Животворящей святыней назвал А.С. Пушкин два чувства, столь близкие русскому человеку – «любовь к родному пепелищу, любовь к отеческим гробам». Отсутствие этих чувств, пренебрежение ими лишает человека самостояния и самосознания. И чтобы не делал он в этом бренном мире, какие бы усилия не прилагал к достижению поставленных целей – без этой любви к истокам своим, все превращается в сизифов труд, является суетой сует, становится, как ни страшно, алтарем без божества.Очерками из современной жизни страны, людей, рассказами о былом – эти мысли пытается своеобразно донести до читателей автор данной книги.


Русская жизнь-цитаты-май-2017

В книге рассказывается история главного героя, который сталкивается с различными проблемами и препятствиями на протяжении всего своего путешествия. По пути он встречает множество второстепенных персонажей, которые играют важные роли в истории. Благодаря опыту главного героя книга исследует такие темы, как любовь, потеря, надежда и стойкость. По мере того, как главный герой преодолевает свои трудности, он усваивает ценные уроки жизни и растет как личность.


Письмо писателей России (о русофобии)

В книге рассказывается история главного героя, который сталкивается с различными проблемами и препятствиями на протяжении всего своего путешествия. По пути он встречает множество второстепенных персонажей, которые играют важные роли в истории.
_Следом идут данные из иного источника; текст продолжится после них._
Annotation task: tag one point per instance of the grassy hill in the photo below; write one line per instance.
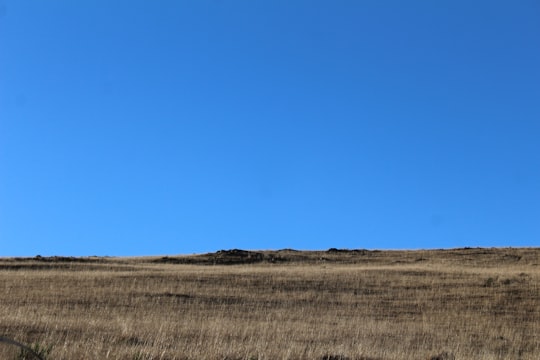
(471, 303)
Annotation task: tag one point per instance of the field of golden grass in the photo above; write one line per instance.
(467, 303)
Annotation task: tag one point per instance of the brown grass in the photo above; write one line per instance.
(469, 303)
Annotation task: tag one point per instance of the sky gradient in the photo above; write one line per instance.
(167, 127)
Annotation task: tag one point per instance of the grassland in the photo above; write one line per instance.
(335, 304)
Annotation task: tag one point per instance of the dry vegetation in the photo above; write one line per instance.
(469, 303)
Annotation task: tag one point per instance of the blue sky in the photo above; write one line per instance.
(167, 127)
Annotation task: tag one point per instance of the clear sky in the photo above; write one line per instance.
(166, 127)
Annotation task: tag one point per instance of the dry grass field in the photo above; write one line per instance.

Благодаря опыту главного героя книга исследует такие темы, как любовь, потеря, надежда и стойкость. По мере того, как главный герой преодолевает свои трудности, он усваивает ценные уроки жизни и растет как личность.


Интервью с Уильямом Берроузом

Уильям Берроуз — каким он был и каким себя видел. Король и классик англоязычной альтернативной прозы — о себе, своем творчестве и своей жизни. Что вдохновляло его? Секс, политика, вечная «тень смерти», нависшая над каждым из нас? Или… что-то еще? Какие «мифы о Берроузе» правдивы, какие есть выдумка журналистов, а какие создатель сюрреалистической мифологии XX века сложил о себе сам? И… зачем? Перед вами — книга, в которой на эти и многие другие вопросы отвечает сам Уильям Берроуз — человек, который был способен рассказать о себе много большее, чем его кто-нибудь смел спросить.